JAKARTA (CAMEON) – Ketua Bidang Kajian Hukum dan Kebijakan Publik KOPRI PB PMII, Aida Mardlatillah, ada penyimpangan hukum yang dilakukan pejabat publik ketika melakukan pembiaran pernikahan dibawah umur.
”Pada Undang-Undang Nomor 1 Tahun 1974 tentang Perkawinan menyebutkan bahwa perkawinan hanya diizinkan jika pihak pria sudah mencapai umur 19 tahun dan pihak wanita sudah mencapai umur 16 tahun,” kata Aida Mardlatillah di sekretariat PMII, Kamis (19/10/2017).

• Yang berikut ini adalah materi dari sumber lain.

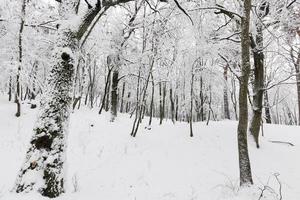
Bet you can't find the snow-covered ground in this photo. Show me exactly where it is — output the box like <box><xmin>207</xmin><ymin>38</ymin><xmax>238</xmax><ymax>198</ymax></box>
<box><xmin>0</xmin><ymin>97</ymin><xmax>300</xmax><ymax>200</ymax></box>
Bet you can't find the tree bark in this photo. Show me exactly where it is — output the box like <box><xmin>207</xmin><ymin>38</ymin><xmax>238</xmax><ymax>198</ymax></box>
<box><xmin>249</xmin><ymin>19</ymin><xmax>265</xmax><ymax>148</ymax></box>
<box><xmin>15</xmin><ymin>0</ymin><xmax>26</xmax><ymax>117</ymax></box>
<box><xmin>223</xmin><ymin>64</ymin><xmax>230</xmax><ymax>119</ymax></box>
<box><xmin>110</xmin><ymin>56</ymin><xmax>119</xmax><ymax>122</ymax></box>
<box><xmin>237</xmin><ymin>0</ymin><xmax>253</xmax><ymax>186</ymax></box>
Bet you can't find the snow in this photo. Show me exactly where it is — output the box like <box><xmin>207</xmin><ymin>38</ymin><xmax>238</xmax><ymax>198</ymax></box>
<box><xmin>0</xmin><ymin>97</ymin><xmax>300</xmax><ymax>200</ymax></box>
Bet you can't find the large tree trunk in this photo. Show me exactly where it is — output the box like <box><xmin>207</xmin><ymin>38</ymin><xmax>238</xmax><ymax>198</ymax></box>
<box><xmin>15</xmin><ymin>0</ymin><xmax>118</xmax><ymax>197</ymax></box>
<box><xmin>237</xmin><ymin>0</ymin><xmax>253</xmax><ymax>186</ymax></box>
<box><xmin>291</xmin><ymin>49</ymin><xmax>300</xmax><ymax>125</ymax></box>
<box><xmin>264</xmin><ymin>90</ymin><xmax>272</xmax><ymax>124</ymax></box>
<box><xmin>15</xmin><ymin>0</ymin><xmax>26</xmax><ymax>117</ymax></box>
<box><xmin>110</xmin><ymin>62</ymin><xmax>119</xmax><ymax>122</ymax></box>
<box><xmin>249</xmin><ymin>19</ymin><xmax>265</xmax><ymax>148</ymax></box>
<box><xmin>223</xmin><ymin>64</ymin><xmax>230</xmax><ymax>119</ymax></box>
<box><xmin>16</xmin><ymin>29</ymin><xmax>77</xmax><ymax>197</ymax></box>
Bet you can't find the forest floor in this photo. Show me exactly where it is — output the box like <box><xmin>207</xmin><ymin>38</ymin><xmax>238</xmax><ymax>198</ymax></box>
<box><xmin>0</xmin><ymin>97</ymin><xmax>300</xmax><ymax>200</ymax></box>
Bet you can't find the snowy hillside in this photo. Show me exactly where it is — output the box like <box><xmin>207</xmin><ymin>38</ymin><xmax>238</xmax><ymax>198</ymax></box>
<box><xmin>0</xmin><ymin>98</ymin><xmax>300</xmax><ymax>200</ymax></box>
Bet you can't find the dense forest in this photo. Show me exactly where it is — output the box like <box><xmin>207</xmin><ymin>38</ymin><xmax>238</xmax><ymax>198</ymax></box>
<box><xmin>0</xmin><ymin>0</ymin><xmax>300</xmax><ymax>200</ymax></box>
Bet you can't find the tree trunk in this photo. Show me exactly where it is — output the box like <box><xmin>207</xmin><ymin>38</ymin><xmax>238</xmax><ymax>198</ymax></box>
<box><xmin>15</xmin><ymin>0</ymin><xmax>117</xmax><ymax>198</ymax></box>
<box><xmin>120</xmin><ymin>81</ymin><xmax>126</xmax><ymax>113</ymax></box>
<box><xmin>264</xmin><ymin>90</ymin><xmax>272</xmax><ymax>124</ymax></box>
<box><xmin>110</xmin><ymin>66</ymin><xmax>119</xmax><ymax>122</ymax></box>
<box><xmin>16</xmin><ymin>29</ymin><xmax>77</xmax><ymax>197</ymax></box>
<box><xmin>237</xmin><ymin>0</ymin><xmax>253</xmax><ymax>186</ymax></box>
<box><xmin>15</xmin><ymin>0</ymin><xmax>26</xmax><ymax>117</ymax></box>
<box><xmin>223</xmin><ymin>64</ymin><xmax>230</xmax><ymax>119</ymax></box>
<box><xmin>249</xmin><ymin>19</ymin><xmax>265</xmax><ymax>148</ymax></box>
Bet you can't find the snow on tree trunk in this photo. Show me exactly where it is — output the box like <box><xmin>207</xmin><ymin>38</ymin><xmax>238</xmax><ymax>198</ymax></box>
<box><xmin>237</xmin><ymin>0</ymin><xmax>253</xmax><ymax>186</ymax></box>
<box><xmin>110</xmin><ymin>55</ymin><xmax>120</xmax><ymax>122</ymax></box>
<box><xmin>15</xmin><ymin>1</ymin><xmax>78</xmax><ymax>198</ymax></box>
<box><xmin>16</xmin><ymin>30</ymin><xmax>77</xmax><ymax>197</ymax></box>
<box><xmin>249</xmin><ymin>19</ymin><xmax>265</xmax><ymax>148</ymax></box>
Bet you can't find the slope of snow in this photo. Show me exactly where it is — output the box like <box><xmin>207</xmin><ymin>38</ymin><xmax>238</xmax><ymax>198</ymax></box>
<box><xmin>0</xmin><ymin>97</ymin><xmax>300</xmax><ymax>200</ymax></box>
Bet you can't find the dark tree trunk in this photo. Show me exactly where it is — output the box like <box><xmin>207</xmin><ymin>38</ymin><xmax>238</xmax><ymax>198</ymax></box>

Dia menjelaskan, dalam Undang-Undang yang sama menyebutkan bahwa perkawinan harus didasarkan atas persetujuan kedua calon mempelai dan izin dari orangua diharuskan bagi mempelai yang belum berusia 21 tahun. Aturan lainnya di dalam Kompilasi Hukum Islam (KHI), yang disebarluaskan melalui Inpres No. 1 Tahun 1991 memuat perihal yang kurang lebih sama.
Maka, tegas dia, secara eksplisit tidak tercantum jelas larangan untuk menikah di bawah umur. Penyimpangan terhadapnya dapat dimungkinkan terjadi, dengan adanya izin dari pengadilan atau pejabat yang berkompeten. Walaupun begitu, perkawinan di bawah umur dapat dicegah dan dibatalkan.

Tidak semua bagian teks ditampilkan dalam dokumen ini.